- Cogent Reports released a statement on the quarterly analysis of its utility survey database on Thursday, which found consumers no longer prefer utilities as their rooftop solar and distributed service providers.
- Surveying over 52,000 residential customers across 132 utilities, the Cogent analysis by Market Strategies International-Morpace (MSI-M) showed customer demand for technologies like electric vehicle (EV) charging and solar power more than doubled since 2017. However, customer preference for utilities as solar power providers fell from 68% in 2017 to 47% in the third quarter of this year and preference for EV charging offerings increased by 66% for third-party providers.
- Utility online marketplaces continue to pop up, boosting opportunities for customer engagement. "We're at the early stages of this for most utilities, where they're looking at incorporating solar offerings ... or information about EVs or even selling EV chargers in their marketplace," K.C. Boyce, senior product director at MSI-M, told Utility Dive.
The survey hints that more and more consumers want engagement with their utility, such as advice, tools and products. Even having the offering will increase brand trust to residential customers, Boyce said.
"What we've seen in this study has been that when customers look to their utility for information on new energy technology offerings, ... if the utility doesn't have something to respond to that customer need, they are going to view their utility a lot less favorably," Boyce said.
Even if customers end up buying a product, like rooftop solar, from a third-party competitor, Boyce said a utility will be viewed more favorably if it offers customers an option to buy solar. The flip-side, he said, is that customers that end up going with a third-party for an energy-related product or service not offered by the utility will view their energy provider less favorably.

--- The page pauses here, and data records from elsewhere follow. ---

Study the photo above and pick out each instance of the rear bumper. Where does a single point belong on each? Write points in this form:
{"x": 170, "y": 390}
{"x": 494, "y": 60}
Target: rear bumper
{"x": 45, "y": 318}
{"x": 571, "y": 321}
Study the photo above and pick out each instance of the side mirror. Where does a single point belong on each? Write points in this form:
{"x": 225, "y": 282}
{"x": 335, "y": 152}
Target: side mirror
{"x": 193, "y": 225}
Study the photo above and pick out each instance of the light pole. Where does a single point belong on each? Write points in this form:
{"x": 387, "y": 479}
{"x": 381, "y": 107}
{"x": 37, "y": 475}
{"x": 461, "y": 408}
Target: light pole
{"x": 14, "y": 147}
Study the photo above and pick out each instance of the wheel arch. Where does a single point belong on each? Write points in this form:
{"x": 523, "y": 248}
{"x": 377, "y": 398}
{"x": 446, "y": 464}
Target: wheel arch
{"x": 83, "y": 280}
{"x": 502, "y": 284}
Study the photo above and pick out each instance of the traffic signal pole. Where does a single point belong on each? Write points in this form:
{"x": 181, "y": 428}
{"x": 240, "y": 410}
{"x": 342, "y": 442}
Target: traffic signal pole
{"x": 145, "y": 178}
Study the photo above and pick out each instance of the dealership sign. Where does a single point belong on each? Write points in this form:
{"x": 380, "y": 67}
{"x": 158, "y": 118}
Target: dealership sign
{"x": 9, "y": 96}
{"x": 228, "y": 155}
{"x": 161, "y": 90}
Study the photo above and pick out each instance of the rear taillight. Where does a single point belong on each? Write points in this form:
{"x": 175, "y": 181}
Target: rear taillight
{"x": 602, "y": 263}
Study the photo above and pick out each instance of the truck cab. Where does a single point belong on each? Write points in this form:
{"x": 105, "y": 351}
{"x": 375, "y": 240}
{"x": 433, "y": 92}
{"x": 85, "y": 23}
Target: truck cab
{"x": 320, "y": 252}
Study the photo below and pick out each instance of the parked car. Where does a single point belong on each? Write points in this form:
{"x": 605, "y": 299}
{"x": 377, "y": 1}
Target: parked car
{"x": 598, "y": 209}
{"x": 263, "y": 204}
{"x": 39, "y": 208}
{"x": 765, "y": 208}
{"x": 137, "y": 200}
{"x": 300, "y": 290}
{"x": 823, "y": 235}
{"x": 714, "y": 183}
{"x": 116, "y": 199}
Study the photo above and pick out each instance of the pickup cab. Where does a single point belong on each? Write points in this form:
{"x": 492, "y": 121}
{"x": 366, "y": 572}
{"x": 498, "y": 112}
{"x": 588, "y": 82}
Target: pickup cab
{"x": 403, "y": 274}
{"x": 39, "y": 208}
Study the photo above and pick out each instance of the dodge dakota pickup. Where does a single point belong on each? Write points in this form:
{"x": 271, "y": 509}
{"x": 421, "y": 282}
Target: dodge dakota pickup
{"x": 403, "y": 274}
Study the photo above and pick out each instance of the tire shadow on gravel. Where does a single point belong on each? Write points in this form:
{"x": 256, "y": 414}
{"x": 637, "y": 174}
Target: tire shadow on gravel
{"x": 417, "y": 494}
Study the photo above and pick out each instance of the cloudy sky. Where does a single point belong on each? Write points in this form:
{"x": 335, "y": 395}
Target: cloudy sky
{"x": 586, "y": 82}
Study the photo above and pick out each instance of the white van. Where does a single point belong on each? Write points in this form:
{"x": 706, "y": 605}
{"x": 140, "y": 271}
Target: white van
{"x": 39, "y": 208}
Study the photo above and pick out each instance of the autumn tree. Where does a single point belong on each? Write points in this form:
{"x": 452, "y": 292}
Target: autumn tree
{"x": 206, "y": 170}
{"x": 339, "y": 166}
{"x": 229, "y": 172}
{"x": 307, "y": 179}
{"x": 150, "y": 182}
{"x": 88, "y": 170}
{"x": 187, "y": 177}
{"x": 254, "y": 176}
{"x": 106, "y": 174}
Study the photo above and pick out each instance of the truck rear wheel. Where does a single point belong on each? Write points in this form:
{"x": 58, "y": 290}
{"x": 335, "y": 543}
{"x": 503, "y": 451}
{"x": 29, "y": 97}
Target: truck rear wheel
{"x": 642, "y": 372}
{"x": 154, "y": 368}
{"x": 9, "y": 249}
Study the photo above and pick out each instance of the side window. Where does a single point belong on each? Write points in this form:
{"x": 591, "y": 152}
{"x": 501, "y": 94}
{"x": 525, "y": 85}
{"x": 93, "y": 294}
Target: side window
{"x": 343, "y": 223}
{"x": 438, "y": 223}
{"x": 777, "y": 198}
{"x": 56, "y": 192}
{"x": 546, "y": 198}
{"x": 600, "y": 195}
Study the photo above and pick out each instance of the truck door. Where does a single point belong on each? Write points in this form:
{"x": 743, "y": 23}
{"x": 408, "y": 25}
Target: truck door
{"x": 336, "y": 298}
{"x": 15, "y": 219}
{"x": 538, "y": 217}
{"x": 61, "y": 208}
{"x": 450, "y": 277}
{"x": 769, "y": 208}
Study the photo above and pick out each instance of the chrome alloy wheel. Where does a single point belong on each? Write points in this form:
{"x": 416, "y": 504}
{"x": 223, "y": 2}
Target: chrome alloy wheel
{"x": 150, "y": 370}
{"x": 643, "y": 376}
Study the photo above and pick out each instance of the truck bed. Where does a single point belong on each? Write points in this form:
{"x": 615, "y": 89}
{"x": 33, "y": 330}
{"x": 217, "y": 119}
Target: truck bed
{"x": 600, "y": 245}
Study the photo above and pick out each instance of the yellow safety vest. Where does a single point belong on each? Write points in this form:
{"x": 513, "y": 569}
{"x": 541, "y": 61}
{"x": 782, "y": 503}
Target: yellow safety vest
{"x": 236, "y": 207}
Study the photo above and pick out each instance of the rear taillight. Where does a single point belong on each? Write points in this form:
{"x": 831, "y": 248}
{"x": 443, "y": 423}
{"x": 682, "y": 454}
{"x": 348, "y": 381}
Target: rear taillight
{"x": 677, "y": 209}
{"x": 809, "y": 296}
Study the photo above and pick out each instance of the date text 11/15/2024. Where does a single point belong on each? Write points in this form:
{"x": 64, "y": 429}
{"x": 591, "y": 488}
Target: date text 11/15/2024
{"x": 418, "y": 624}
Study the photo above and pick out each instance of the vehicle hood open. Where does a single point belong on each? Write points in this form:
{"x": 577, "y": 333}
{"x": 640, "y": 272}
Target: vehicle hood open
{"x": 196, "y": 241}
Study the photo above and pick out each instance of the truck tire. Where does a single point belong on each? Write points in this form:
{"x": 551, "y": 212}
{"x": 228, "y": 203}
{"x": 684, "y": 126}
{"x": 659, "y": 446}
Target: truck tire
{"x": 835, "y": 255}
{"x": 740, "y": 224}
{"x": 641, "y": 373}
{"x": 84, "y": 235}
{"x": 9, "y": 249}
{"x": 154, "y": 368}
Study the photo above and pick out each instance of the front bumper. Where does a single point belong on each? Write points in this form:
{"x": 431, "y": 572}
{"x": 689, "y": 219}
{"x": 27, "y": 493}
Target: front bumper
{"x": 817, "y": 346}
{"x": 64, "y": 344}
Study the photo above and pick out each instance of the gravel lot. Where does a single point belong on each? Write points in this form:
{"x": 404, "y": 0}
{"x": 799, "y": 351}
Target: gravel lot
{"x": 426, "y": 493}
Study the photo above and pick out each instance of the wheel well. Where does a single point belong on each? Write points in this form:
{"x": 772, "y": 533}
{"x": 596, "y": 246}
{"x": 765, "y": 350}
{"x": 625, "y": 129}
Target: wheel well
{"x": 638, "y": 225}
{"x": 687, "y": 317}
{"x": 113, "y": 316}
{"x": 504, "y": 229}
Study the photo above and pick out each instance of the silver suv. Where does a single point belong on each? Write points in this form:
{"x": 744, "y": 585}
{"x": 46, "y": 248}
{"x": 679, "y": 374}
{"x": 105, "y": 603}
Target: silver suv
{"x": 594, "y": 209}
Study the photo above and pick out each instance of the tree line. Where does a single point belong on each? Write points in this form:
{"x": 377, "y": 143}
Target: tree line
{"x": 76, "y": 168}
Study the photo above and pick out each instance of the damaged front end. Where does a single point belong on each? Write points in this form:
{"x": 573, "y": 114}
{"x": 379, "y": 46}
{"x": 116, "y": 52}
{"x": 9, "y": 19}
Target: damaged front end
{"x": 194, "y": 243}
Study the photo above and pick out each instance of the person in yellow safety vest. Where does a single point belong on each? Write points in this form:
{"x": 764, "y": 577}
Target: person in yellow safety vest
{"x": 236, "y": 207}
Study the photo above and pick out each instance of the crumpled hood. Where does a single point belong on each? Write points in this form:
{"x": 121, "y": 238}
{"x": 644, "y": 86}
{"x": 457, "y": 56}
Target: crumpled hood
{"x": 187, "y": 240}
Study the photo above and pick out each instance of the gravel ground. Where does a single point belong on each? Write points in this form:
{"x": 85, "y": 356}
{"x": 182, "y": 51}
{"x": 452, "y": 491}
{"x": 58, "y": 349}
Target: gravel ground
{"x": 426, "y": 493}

As a utility "you're competing for customer mind share and share of the wallet around some of these things. But from an overall engagement and a relationship standpoint, just the mere presence of a utility offering help strengthens that relationship and an absence of the offering erodes the relationship," Boyce said.
Cogent Reports uses a trademarked measurement of "brand trust," assessed through surveys of individuals that are representative of a utility's service territory.
"You can actually look at how the utility nests, if you will, from a benchmark standpoint in terms of performance on brand trust," against other companies, Chris Oberle, MSI-M senior vice president, told Utility Dive. "Amazon leads the pack for instance, we typically find."
Previous Cogent reports have also suggested the importance of brand trust in a utility-customer relationship, such as in 2015, when the customer trust average for electric and gas utilities was 725 on a 1,000-point scale. The industry average currently is 687.
Low utility brand trust, according to MSI-M's press statement, correlates with "a very high preference for third-party providers."
"The power of having a strong brand with consumers can translate into capturing some of that share of wallet in a very different way than utilities are used to interacting with their customers," Boyce said.